The recent case of the Bank of California v. Richardson, 248 U. S. 476, 39 Sup. Ct. Rep. 165, is cited by appellee as' sustaining its views, and as indicating a modification of the earlier views of the supreme court of the United States. It seems to us that in the majority opinion the reasons for the conclusion reached are not as clearly stated as in former cases in that court involving similar questions, but the court does not indicate any intention to modify or change its reasoning or its conclusions in the cases hereinbefore cited, or in those cited and quoted from in the case of Owensboro Nat. Bank v. Owensboro, 173 U. S. 664, 677, 682, where a review is made of prior decisions. Since the former cases are neither criticized nor disapproved, and since the court cited with approval Bank of Redemption v. Boston, 125 U. S. 60, 8 Sup. Ct. Rep. 772, we conclude that it intends to adhere to its former decisions.

*292To sum up, we are of the opinion that the tax is laid upon the shares of stock, the property of the stockholders, which are a distinct entity from the property of the bank, and that, under the rulings of the supreme court of the United States, the taxing authorities were not required to deduct the value' of United States securities belonging to the bank from the statement required to be made to the assessor when ascertaining the value of the shares of stock for the purpose of taxing the owners of such shares.
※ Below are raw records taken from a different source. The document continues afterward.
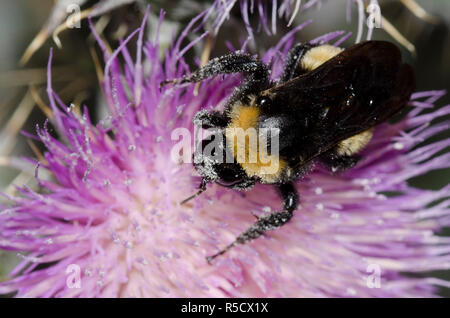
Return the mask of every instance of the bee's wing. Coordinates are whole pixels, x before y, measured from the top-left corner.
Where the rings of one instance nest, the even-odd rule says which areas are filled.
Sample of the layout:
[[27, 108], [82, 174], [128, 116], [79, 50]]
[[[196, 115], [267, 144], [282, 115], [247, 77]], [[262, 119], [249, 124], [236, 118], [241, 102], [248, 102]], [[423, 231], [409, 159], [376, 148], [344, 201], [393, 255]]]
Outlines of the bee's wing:
[[[300, 164], [336, 143], [388, 120], [415, 87], [399, 49], [384, 41], [356, 44], [315, 70], [275, 86], [269, 95], [283, 112], [304, 118]], [[297, 118], [299, 118], [297, 117]]]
The judgment of the district court is therefore.

REVERSED.

Cornish, J., not sitting.





Dissenting Opinion

Sedgwick, J.,

dissenting.

I am not sure that I understand the various decisions of the federal courts bearing upon the question herein involved. Some of these decisions would seem to require the conclusion reached by the majority. That shares of stock of National banks may, under some circumstances, be assessed as such to the. shareholders at their full value, although that value includes government bonds, is clearly held in various of those decisions. The reason is that the franchise, the right to do a public banking business, is valuable, and, when privileges of this character are accepted from the state, and the value of such privileges is so mingled with other values that it cannot be determined with certainty whether the slate has taxed the values of the exempt government securities, the shareholders cannot complain that the tax is upon exempt property. Our statute requires the assessor to “determine and settle the true value of each share of, stock,” and to “take into consideration the market value of such stock, if any, and the surplus and undivided profits.” Rev. St. 1913, sec. 6343, as amended by Laws 1915, ch. 108. This would seem to bring this ease within the federal decisions above referred to, and may be finally so held. But the purpose of the federal statute allowing taxation *293of shares of National banks is briefly stated in Bank of California v. Richardson, 248 U. S. 476: “Preservation of the taxing power of the several states so as to prevent any impairment thereof from arising from the existence of the national agencies created, to the end that the financial resources engaged in their development might not be withdrawn from the reach of state taxation, hut on the contrary that every resource possessed by the banks as national agencies might in substance and effect remain liable to state taxation.” Other decisions of that court are to the effect that when it is clear that all values owned by the hank are taxed, including the value of the privileges given by the state, and the value of the government securities are clearly added as a distinct unit of assessment, such assessment of the exempt securities is not necessary for the “preservation of the taxing power of the several states.”

In the case at bar there can be no doubt that the exact value of the exempt securities is added to the otherwise complete valuation of all property and privileges assessed. The result is as clearly a taxation of the government securities as though they were specifically named for taxation. I do not. believe that the federal court will uphold this method of obtaining revenue at the expense of the general government.